Thursday, May 21, 2015

#21 Tehran Calling- Nam Le

#21- Tehran Calling (2006) Nam Le

Another great story from this collection, Tehran Calling is a personal tale surrounded by a political landscape.  The narrator Sarah, visits her friend Parvin, a young Iranian-American woman who’s moved back to Tehran to promote woman’s rights issues. 

It’s a story about identity, identity though culture, gender, through the eyes of the people around you, by the people you associate with.  It’s also a story about control and independence. More specifically, woman taking control of their lives.  Sarah tries to reconcile the disparity between her meager independence issues of breaking up with her unfulfilling boyfriend and the life or death issues of woman in the starkly less woman friendly Middle East.

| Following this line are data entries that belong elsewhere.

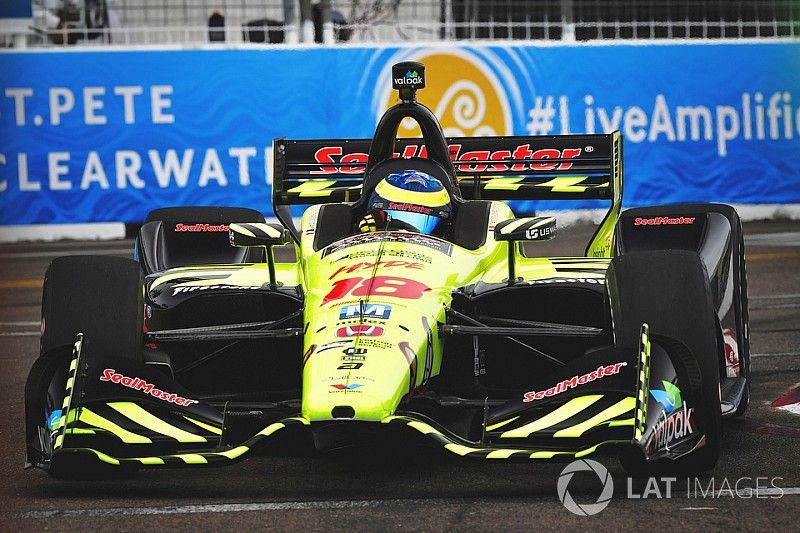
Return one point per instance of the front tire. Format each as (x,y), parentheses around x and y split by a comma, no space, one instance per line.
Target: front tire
(669,291)
(98,296)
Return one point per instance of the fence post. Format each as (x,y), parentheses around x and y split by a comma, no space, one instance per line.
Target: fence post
(290,29)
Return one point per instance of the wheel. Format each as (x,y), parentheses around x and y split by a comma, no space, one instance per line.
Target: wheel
(669,291)
(98,296)
(741,309)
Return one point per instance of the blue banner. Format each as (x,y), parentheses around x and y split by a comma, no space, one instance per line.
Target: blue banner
(102,136)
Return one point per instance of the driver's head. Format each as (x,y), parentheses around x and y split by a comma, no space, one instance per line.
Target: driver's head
(412,200)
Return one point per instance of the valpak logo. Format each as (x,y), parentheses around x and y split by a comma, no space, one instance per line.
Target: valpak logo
(677,420)
(411,78)
(471,103)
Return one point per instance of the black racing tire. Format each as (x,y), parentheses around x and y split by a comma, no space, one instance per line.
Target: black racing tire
(98,296)
(741,308)
(151,243)
(668,290)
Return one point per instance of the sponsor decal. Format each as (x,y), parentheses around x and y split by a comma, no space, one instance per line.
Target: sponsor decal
(369,265)
(327,158)
(411,208)
(359,330)
(573,382)
(677,418)
(112,376)
(670,397)
(406,254)
(195,288)
(52,420)
(335,344)
(590,281)
(661,221)
(368,342)
(473,103)
(382,311)
(396,236)
(539,233)
(731,353)
(352,362)
(201,228)
(349,386)
(411,78)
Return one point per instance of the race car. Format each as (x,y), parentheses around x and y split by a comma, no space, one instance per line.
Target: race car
(409,305)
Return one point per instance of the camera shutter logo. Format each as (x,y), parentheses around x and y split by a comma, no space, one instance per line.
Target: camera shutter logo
(585,509)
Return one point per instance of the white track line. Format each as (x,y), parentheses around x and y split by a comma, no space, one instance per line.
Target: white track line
(60,253)
(284,506)
(236,508)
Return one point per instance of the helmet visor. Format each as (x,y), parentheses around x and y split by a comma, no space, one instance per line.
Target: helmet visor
(421,222)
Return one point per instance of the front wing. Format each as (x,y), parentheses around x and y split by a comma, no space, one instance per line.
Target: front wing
(124,432)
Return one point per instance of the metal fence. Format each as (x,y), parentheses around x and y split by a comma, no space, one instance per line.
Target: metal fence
(196,22)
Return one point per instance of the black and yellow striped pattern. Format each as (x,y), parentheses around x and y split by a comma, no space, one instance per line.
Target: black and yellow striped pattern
(429,429)
(197,457)
(644,382)
(124,423)
(66,416)
(574,419)
(474,451)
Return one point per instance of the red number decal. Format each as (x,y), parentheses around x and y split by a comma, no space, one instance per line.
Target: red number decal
(377,286)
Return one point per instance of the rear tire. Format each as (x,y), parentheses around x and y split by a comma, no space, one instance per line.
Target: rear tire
(98,296)
(669,291)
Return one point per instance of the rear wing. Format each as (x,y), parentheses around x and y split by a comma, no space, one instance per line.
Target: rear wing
(489,168)
(553,167)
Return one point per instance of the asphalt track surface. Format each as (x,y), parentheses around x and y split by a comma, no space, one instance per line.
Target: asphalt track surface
(405,489)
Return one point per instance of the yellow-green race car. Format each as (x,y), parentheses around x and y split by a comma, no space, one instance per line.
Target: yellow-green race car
(409,303)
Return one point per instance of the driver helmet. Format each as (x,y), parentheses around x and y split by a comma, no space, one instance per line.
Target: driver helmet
(413,200)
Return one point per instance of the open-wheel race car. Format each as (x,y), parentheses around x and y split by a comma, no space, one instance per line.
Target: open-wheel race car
(409,305)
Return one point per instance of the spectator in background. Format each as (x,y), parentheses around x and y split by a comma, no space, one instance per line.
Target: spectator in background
(216,27)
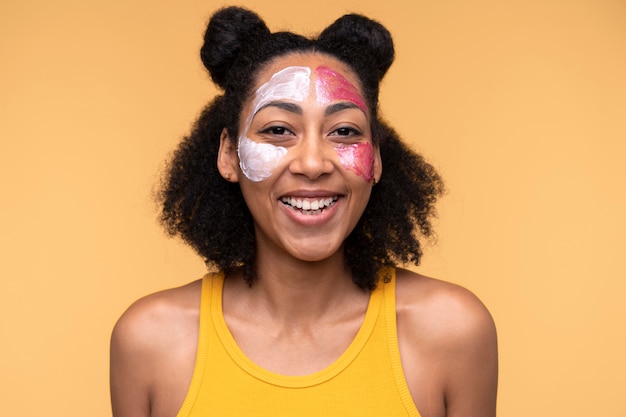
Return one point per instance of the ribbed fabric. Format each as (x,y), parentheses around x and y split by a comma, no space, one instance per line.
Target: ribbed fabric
(367,380)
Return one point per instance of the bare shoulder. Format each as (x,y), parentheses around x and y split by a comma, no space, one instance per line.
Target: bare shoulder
(154,319)
(447,312)
(448,346)
(153,347)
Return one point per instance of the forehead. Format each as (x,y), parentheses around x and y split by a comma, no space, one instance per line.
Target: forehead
(310,60)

Le does a great job of posing hard questions about culture and gender issues but without jamming it down the reader’s throats.  As Parvin, born in Iran but with very Americanized ideas about the word, rejoins her family in Tehran during a very radical time, she deals with her own cultural identity.  She’s seen as a source of strength but also as an opportunist interloper, and when she brings in an outsider, we see where cultures completely disconnect. 

Parvin and Sarah’s relationship is strained over this disconnect. Parvin never tells her basic details about her own family, afraid that she’ll be defined as “that exotic friend with a traumatic past.”

We’re shown a warning sign in a radio station: PLEASE LEAVE THE STUDIO IN THE SAME CONDITION.  Its kind of like a Leave No Trace warning on hiking trails, that here reminds us not to leave cultural footprints where we don’t belong.

Who has ownership over a culture, where does one belong, can that bridge ever truly be crossed, do you need a shared past to belong, to understand, to survive? Tough questions.

 Notable Passage: “He was the aberration of her life: the relief from her lifelong suspicion that she was, at heart, a hollow person, who clung to hollow things.”

“This is why she’d come—to see exactly this—the city as it was—the proof of this place unthinkably outside herself.”